Article 83 lays out the subjective factors that determine the size of a fine that an organization will face for violating GDPR. There are 11 factors listed, but most of it comes down to the character of the infringement (good faith, negligent, intentional, etc.), the impact on the data subjects, the actions the company took in response to the infringement, and the level of cooperation with the supervisory authority. Each of these point toward organizations facing smaller fines by demonstrating the use of best practices.

It won’t be long before multiple countries all fine a blatantly unprepared organization for a data breach. It’s easy to imagine a scenario where an organization runs afoul of incident response requirements for the EU, Canada, Brazil, and Singapore. If all those regulators were to bring maximum fines, a company could be on the hook for as much as 21% of annual revenue!

It is critical to reduce this potential impact and get an incident response solution in place that simplifies the complex web of incident response requirements. The BreachRx platform delivers the ultimate in incident response best practices, enabling your organization to be proactively prepared for incidents and able to respond quickly and effectively. It allows your team to be organized in a way that facilitates maximum cooperation and transparency with regulators which ultimately drives down data breach costs.

A new Federal Data Privacy Regulation will come to fruition in the United States.

Those of us that have been in the privacy world for a long time are optimistic every year that this will finally be the year that a federal privacy law comes to fruition, something that has not yet come to pass. We are going to lean in aggressively and say 2021 will be the year.

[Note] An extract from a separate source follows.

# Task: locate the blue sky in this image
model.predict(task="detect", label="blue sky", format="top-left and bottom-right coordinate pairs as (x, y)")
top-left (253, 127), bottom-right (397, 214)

In September of 2019, 51 company CEOs sent an open letter to the US Congress to pass a federal privacy regulation that would preempt the patchwork of state regulations. Shortly thereafter, Senate Democrats released a federal privacy bill. Then fast-forward to September 2020 and Senate Republicans introduced their own privacy bill. There appears to be political will on both sides of the aisle and business community support to pass a federal privacy regulation. However, there still seems to be strong differences of opinion around two key aspects—preemption and a private right of action.

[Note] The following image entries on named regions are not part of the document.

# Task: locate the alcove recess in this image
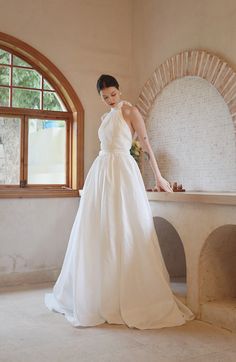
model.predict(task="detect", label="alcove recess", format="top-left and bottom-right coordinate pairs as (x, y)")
top-left (136, 50), bottom-right (236, 193)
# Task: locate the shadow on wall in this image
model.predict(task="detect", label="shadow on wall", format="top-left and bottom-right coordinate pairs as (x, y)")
top-left (153, 217), bottom-right (186, 281)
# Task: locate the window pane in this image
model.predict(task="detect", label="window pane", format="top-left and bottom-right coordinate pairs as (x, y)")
top-left (43, 79), bottom-right (54, 90)
top-left (0, 49), bottom-right (11, 64)
top-left (0, 87), bottom-right (10, 107)
top-left (0, 116), bottom-right (21, 185)
top-left (0, 65), bottom-right (10, 85)
top-left (43, 92), bottom-right (66, 111)
top-left (12, 89), bottom-right (41, 109)
top-left (13, 55), bottom-right (32, 68)
top-left (12, 68), bottom-right (42, 88)
top-left (28, 118), bottom-right (66, 184)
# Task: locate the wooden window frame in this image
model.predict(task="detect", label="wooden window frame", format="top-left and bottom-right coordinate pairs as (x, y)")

Preemption will ease the burden on businesses to keep up with so many competing state regulations, but it takes away states’ rights protect the privacy rights of its citizens, particularly when some states may seek more strict requirements than what could likely pass in Congress.

Private right of action allows citizens to sue companies that do not meet regulatory obligations. Proponents of a private right of action argue that this will allow citizens to hold companies accountable for the harm they experience from privacy-related infractions. Opponents of a private right of action point to the enormous liability this creates for businesses and the ongoing costs to constantly defend new lawsuits.

There is a big spotlight on Big Tech right now for several issues: antitrust, disinformation, nation state hacking and cybersecurity, and privacy. Overall, we think a new federal privacy regulation is more likely than ever before. That said, based on the seemingly strong political divide within the Congress, it is unlikely that a federal privacy regulation will end up being the panacea that each side seeks. Instead, it seems more doable to see something pass that either avoids the biggest points of contention and solely covers many of the data privacy issues that have bi-partisan support, or a compromise is reached where preemption is included in exchange for providing citizens a private right of action. We’re leaning toward the latter but not quite ready to make that our call.

The BreachRx platform is dynamic, so your incident and data breach response plans will be kept continuously up to date regardless of these or other changes in the regulatory environment.

2021 promises to be an exciting year when it comes to privacy and data security. The breakneck pace of change does not appear to be letting up anytime soon. Check-the-box and reactive approaches will not be sustainable or scalable. To keep pace, companies must take a proactive approach that reduces their risk and prepares them for the future.